Mat Hope, who has investigated banks’ roles in causing the climate crisis for the environmental platform DeSmog, said: “Many major banks like to claim they are taking a leadership role in the fight against climate change. But their ongoing support for the fossil fuel industry makes those promises seem hollow.
“Shareholders and the public are increasingly pressuring banks to change their ways to put the planet before profit, but so far they are clearly resisting.”
As well as facing pressure over their financing of major oil and gas companies, both banks are also coming under scrutiny for their role in supporting coal, the world’s dirtiest fossil fuel.

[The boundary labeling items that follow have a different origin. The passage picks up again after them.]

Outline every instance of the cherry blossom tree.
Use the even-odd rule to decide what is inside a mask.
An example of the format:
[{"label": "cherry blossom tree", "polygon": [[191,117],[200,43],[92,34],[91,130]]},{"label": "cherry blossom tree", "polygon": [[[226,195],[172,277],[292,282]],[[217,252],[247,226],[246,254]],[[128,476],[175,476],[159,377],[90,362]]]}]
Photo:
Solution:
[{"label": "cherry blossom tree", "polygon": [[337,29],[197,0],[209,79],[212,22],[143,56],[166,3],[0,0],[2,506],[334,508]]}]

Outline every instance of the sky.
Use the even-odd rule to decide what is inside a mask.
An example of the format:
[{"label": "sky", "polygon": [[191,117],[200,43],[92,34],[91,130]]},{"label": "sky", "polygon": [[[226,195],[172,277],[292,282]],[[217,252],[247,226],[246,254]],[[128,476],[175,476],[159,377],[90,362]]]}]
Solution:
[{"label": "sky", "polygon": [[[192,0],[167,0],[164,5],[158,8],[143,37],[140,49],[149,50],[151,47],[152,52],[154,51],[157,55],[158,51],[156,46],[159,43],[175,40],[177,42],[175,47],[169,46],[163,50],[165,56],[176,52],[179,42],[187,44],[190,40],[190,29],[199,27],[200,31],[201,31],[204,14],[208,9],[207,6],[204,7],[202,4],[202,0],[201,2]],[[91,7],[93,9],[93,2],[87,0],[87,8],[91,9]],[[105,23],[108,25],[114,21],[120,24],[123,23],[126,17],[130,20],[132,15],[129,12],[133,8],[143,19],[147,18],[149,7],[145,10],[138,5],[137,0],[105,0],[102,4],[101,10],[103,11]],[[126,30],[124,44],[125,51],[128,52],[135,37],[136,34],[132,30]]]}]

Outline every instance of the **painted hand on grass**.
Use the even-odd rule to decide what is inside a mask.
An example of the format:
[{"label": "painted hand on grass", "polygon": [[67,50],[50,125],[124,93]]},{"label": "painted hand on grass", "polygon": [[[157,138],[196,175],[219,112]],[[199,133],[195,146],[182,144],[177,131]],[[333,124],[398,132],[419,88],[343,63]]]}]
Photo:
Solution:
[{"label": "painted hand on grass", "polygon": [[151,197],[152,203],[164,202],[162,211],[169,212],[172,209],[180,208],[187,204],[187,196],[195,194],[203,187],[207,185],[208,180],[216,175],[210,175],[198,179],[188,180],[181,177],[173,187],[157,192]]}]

A recent report by Reclaim Finance and the German non-profit Urgewald found that the UK’s top five banks provided $56bn in support for companies that profit from or use coal from 2018 to 2020. Barclays was the top coal financier, while HSBC came in second.
Separate analysis by Market Forces, an environmental group calling for an end to financial systems’ support for fossil fuels, recently found that HSBC is maintaining stakes in companies that together plan to build 73 new coal plants.
Last month, HSBC shareholders voted overwhelmingly to end financing for coal-fired power by 2040. However, Adam McGibbon, a campaigner at Market Forces, said the bank needed to go further by pledging to end finance for all types of fossil fuel expansion, including oil and gas.
“HSBC’s current policies will allow them to continue to pollute with impunity,” he said.
“If the bank wants to be taken seriously on climate ahead of Cop26, it needs to stop making small changes to its fossil fuel policy, and come out and say it will stop funding any company that is expanding the scale of the fossil fuel industry.”
In response to the findings, an HSBC spokesperson said: “HSBC is committed to partnering its customers in the transition to net zero. We are prioritising finance and investment that supports our customers to progressively decarbonise, and expect to provide between $750bn and $1trn in finance for the net zero transition.
“By the end of 2021, we plan to publish a plan with short- and medium-term targets to align our provision of finance to net zero, and will work with our customers on their individual decarbonisation plans aligned to the Paris Agreement goals.”
A Barclays spokesperson said: “We have made a commitment to align our entire financing portfolio to the goals of the Paris Agreement, with specific targets and transparent reporting, on the way to achieving our ambition to be a net zero bank by 2050. We believe that Barclays can make a real contribution to tackling climate change and help accelerate the transition to a low-carbon economy.”